Now, those workers have become quarry. After militants stalked and killed eight of them over the course of a three-day, nationwide vaccination drive, the United Nations suspended its anti-polio work in Pakistan on Wednesday, and one of Pakistan’s most crucial public health campaigns has been plunged into crisis. A ninth victim died on Thursday, a day after being shot in the northwestern city of Peshawar, The Associated Press reported.
The World Health Organization and Unicef ordered their staff members off the streets, while government officials reported that some polio volunteers — especially women — were afraid to show up for work.
At the ground level, it is those female health workers who are essential, allowed privileged entrance into private homes to meet and help children in situations denied to men because of conservative rural culture. “They are on the front line; they are the backbone,” said Imtiaz Ali Shah, a polio coordinator in Peshawar.
The killings started in the port city of Karachi on Monday, the first day of a vaccination drive aimed at the worst affected areas, with the shooting of a male health worker.

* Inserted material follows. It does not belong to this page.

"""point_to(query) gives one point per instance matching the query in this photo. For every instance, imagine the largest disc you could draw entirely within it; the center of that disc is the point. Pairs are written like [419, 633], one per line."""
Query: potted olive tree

On Tuesday four female polio workers were killed, all gunned down by men on motorcycles in what appeared to be closely coordinated attacks.
The hit jobs then moved to Peshawar, the capital of Khyber-Pakhtunkhwa Province, which, along with the adjoining tribal belt, constitutes Pakistan’s main reservoir of new polio infections. The first victim there was one of two sisters who had volunteered as polio vaccinators. Men on motorcycles shadowed them as they walked from house to house. Once the sisters entered a quiet street, the gunmen opened fire. One of the sisters, Farzana, died instantly; the other was uninjured.
On Wednesday, a man working on the polio campaign was shot dead as he made a chalk mark on the door of a house in a suburb of Peshawar. Later, a female health supervisor in Charsadda, 15 miles to the north, was shot dead in a car she shared with her cousin.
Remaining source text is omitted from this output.